General.ephemera.sample1

Ephemera published in England, Scotland, and Ireland between ca. 1650 and 1850 : The general collection has 361 printed pieces of ephemera relating to commercial trade, institutional, entertainment, museums, medicine, etc. Not only has the Princeton University Library recently acquired these originals, it also provides:
Electronic access: Inventory list with thumbnails and links to full size images: PDF, 53 pages [link]
Description: 1.1 linear ft. (2 boxes)
Descriptive terms:
• Advertisements, trade labels, and commercial announcements for those enterprising in: Alcoholic beverages, Auctions, Banks and banking, Barbers, Boats and boating, Cabinetwork, Clock and watch makers, Clothing trade, Coaching (Transportation), Concerts, Dentistry, Exhibitions, Groceries, Harness making and trade, Horses, Hotels, taverns, etc, Hotels, Ink, Insurance companies, Iron, Jewelers, Laundries, Lotteries, Millinery, Museums, Paint, Perfumes, Real estate agents, Restaurants, Saddlery, Sewing –Equipment and supplies, Shoe industry, Shoes, Taverns (Inns), and Tea.
• Forms and genres of ephemera such as Blank forms, Clippings, Invitations, Maxims, Military orders, Programs, Receipts (financial records), Satire, and Tickets.
> Call number: (Ex) 2014-0001M

BookTrade.sample1

Ephemera from the book trade as well as some library labels and bookplates, chiefly British, 18th and 19th centuries. The book trade collection includes 416 printed pieces of ephemera relating to every aspect of the Book Trade — Booksellers advertisements, Bookbinder’s advertisements, Paper makers, Printers, Stationers, Lithographers, Circulating Library labels and advertisements.
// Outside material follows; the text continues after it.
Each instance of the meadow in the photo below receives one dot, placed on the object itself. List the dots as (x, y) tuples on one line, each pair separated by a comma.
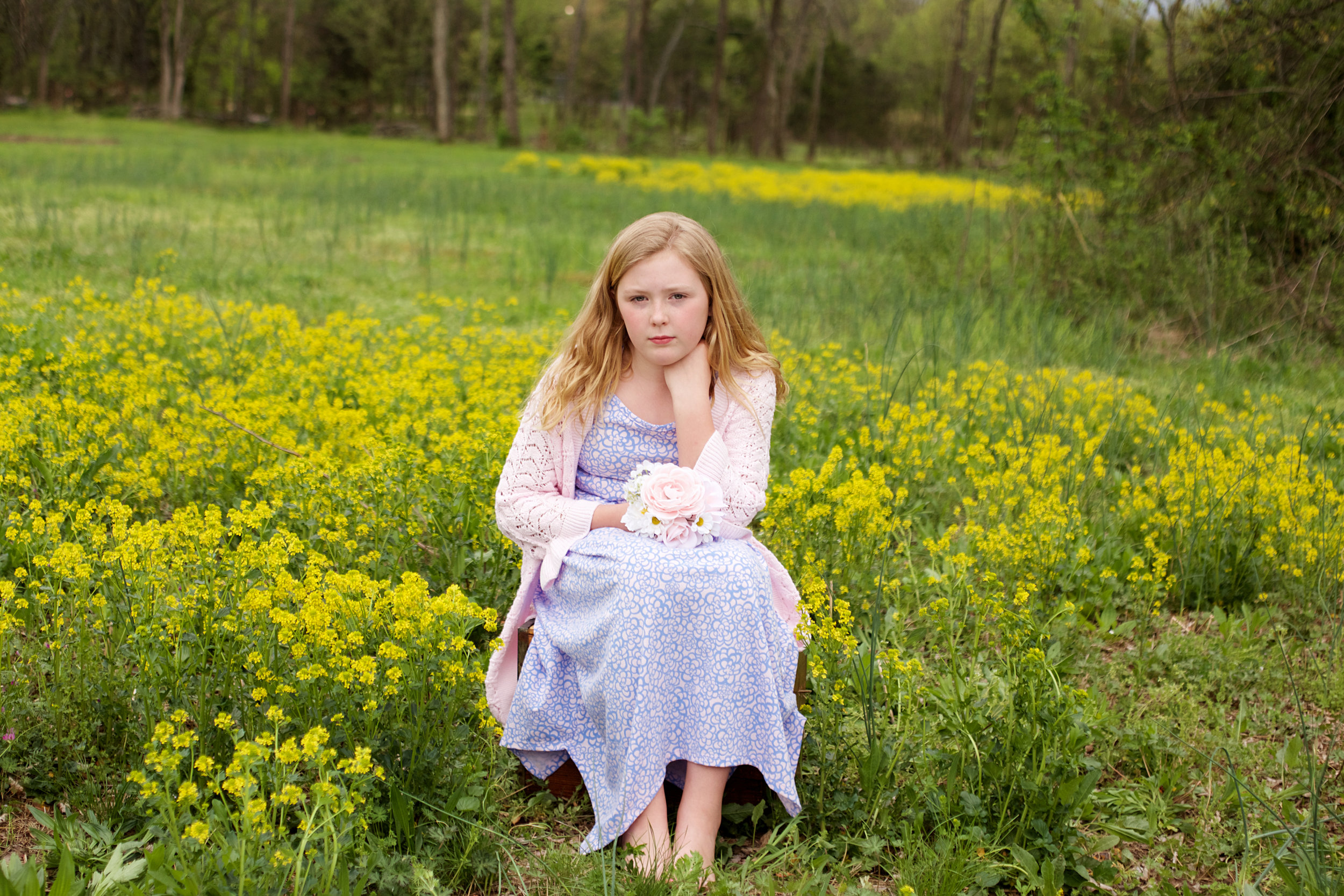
[(1076, 594)]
Also included are some other library labels and bookplates of individuals. Not only has the Princeton University Library recently acquired these originals, it also provides:
Electronic access: Inventory list with thumbnails and links to full size images: PDF, 36 pages [link]
Description: .9 linear ft. (2 boxes)
Descriptive terms:
• Advertisements: printing, publishing, bookselling, stationery trade, bookbinding, commerical libraries. Library labels, rules and regulations. Bookplates.
• Forms and genres of ephemera such as trade labels, binder’s tickets, bookseller’s tickets, booklabels.
> Call number: (Ex) 2014-0002Q

Abraham Ortelius presents a book

KanePtolemy1584.inscription.Copy

Inscribed at foot of titlepage: Pietate & humanitate venerabli D[omi]no, D[omino] Francisco Superantio Abraham Ortelius dono mittebat. [Abraham Ortelius has sent forth this gift to Lord Francesco Soranzo, venerable master in devotion and in cultured learning.]

❧ Francesco Soranzo (1557-1607) was a Venetian noble who served as ambassador to Spain from 1598 to 1600. • In 1597 in a letter to his nephew, Ortelius described his friend Soranzo: “At Venice, I doubt if I have, among the many friends there, any greater than Francisus Superantius (his venancular name is ‘de la Soranzo’), for I have felt myself to have had his benefits very often.” [Hessels, Epistulae Ortelianae (1887), 303: Venetiis magnum inter ceteros amicum Franciscum Superantium (vulgo de la Soranzo) habeam subdubito, at habuisse me saepius sensi suis beneficiis.] • Not only had Soranzo provided hospitality in Venice to Ortelius, he more notably provided him with books coming from the Venetian publishers. [See Hessels, Epistulae Ortelianae (1887), 85 and 141]. In return Ortelius sent him books. Books marked their friendship and the regularity of exchange was clearly noted. In the same 1597 letter to his nephew, Ortelius remarked further that it had been a while since he had received books from Soranzo and he just didn’t know why – perhaps ‘lost in transit’ he speculated. • This book clearly survived the trip between northern Europe and Italy as well as much between, eventually and arriving in Princeton in the late 1940s as part of the Grenville Kane Collection.
❧ Ptolemy. Geographiae libri octo. Cologne: Gottfried von Kempen, 1584. The first edition of Ptolemy’s Geography with maps by Mercator. Call number: EXKA Ptolemy 1584. Cf. Wilberforce Eames, A List of Editions of Ptolemy’s Geography 1475-1730, (New York, 1886), p. 25-26.
❧ For more on Soranzo see Barozzi, Nicolò, ed. Relazioni degli stati Europei lette al Senato dagli ambasciatori Veneti nel secolo decimosettimo (Venice, 1856) ser.1, v.1, p. 27 ff.